Галлюцинация исчезла — или исчезла чертова девочка, которая только что была здесь?
Когда Юлия прошла в спальню, то увидела, что муж спит — при включенном свете, с мобильным телефоном в руках. Испытав внезапный прилив нежности к супругу, она вынула у него мобильный и поцеловала Романа. Тот заворочался во сне.
Юлия быстро нырнула к нему под одеяло и крепко прижалась. Она никогда не боялась темноты — до последнего времени. Ей все чудилось, что на пороге маячит фигура чертовой девочки, и чтобы не видеть ее, Юлия закрыла глаза и повернулась на бок.
Она бы все отдала сейчас за то, чтобы снова оказаться в…
В своем кошмаре!
В этом мрачном гротескном мире, населенном опасными, внушающими трепет креатурами. Юлия не могла сказать, отчего ее так тянуло в это унылое место.
Хотя могла. Она не сомневалась, что разгадка таится именно там, в ее повторяющемся кошмаре.
Только вот разгадка чего?
Об этом она не имела ни малейшего представления. Юлия ворочалась с боку на бок, стараясь ни о чем не думать, чтобы сон шел быстрее, однако именно по этой причине в голову лезла всякая всячина.
Она несколько раз вставала, прошлась на кухню, где из холодильника налила себе молока. Нож с затейливым лезвием и пробковой рукояткой по-прежнему покоился там, куда она его положила.
Впрочем, утащить его могла только чертова девочка.
Затем последовали бессонные минуты в постели, которые складывались в часы. Юлия чувствовала себя разбитой и усталой, но сон никак не шел. Зато муж дрых без задних ног, и женщина испытывала внезапное возмущение, хотя тотчас стала корить себя за это.
Роман ведь не виноват, что у него здоровый сон и что он в отличие от нее не псих. Неужели она обиделась на него из-за этого?

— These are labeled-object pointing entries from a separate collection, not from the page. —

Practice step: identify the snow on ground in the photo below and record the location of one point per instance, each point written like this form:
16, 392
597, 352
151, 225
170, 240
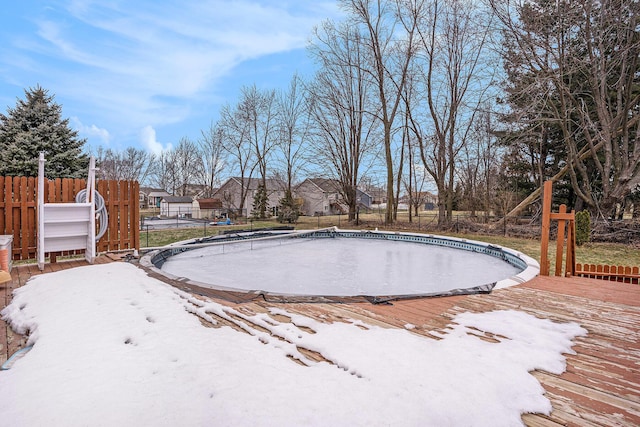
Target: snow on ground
115, 347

Юлия сама не помнила, как заснула, и произошло это тогда, когда ранний серый летний рассвет вставал над Москвой. Проснулась она оттого, что кто-то целовал ее в нос.

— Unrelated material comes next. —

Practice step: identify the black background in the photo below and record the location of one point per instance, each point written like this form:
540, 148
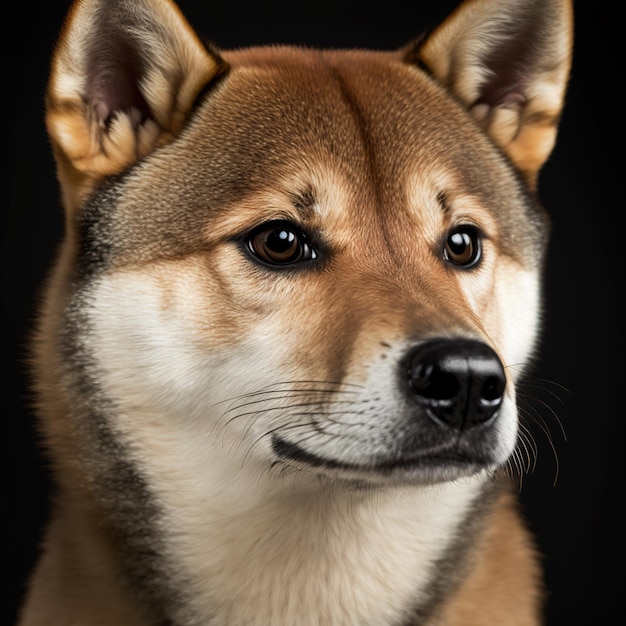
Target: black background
575, 506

— Солнышко, доброе утро… Извини, что разбудил, но ты выглядела такой уморительной и соблазнительной во сне, что я не мог сдержаться…
Юлия ощутила головную боль и поняла, что хоть и прикорнула, в свой кошмар она не погрузилась. Или элементарно не помнила этого — как в последние дни, недели и, вероятно, даже месяцы не помнила многого, что с ней происходило.
— Как тебе спалось? — произнес муж, снова ее целуя, а Юлия, грубо, даже чересчур грубо, оттолкнув его, произнесла:
— Отвратительно! Всю ночь не могла заснуть, а когда заснула, меня разбудил ты!
На лицо мужа набежала легкая тучка, Юлия прикусила язычок. И опять она сказала не то, что следовало.
— Извини, солнышко… — покладисто проговорил муж. — Ты ведь хочешь кофе? Как обычно, с большим количеством молока? Я сейчас приготовлю…
Выпрыгнув из кровати, Роман босиком вышел из спальни, а Юлия, провожая его взглядом, подумала, что все же она самая настоящая ведьма. Пилит и обижает своего замечательного мужа, и все за что? Вот именно, ни за что!
Похоже, ей следовало перед Романом извиниться. Юлия дала себе слово, что именно с этого и начнет, когда он через несколько минут вернется в спальню с кофе.
А что будет после того, как они выпьют кофе?
Улыбнувшись своим эротическим мыслям, Юлия взбила подушку, прислонилась к ней спиной и стала ждать Романа, автоматически набрасывая на листке карандашом портрет любимого мужа. Тот, полуобнаженный, появился с подносом, на котором стояли две чашки — большая, дымящаяся, со столь любимым Юлией кофе с молоком, и крошечная, с эспрессо для самого себя.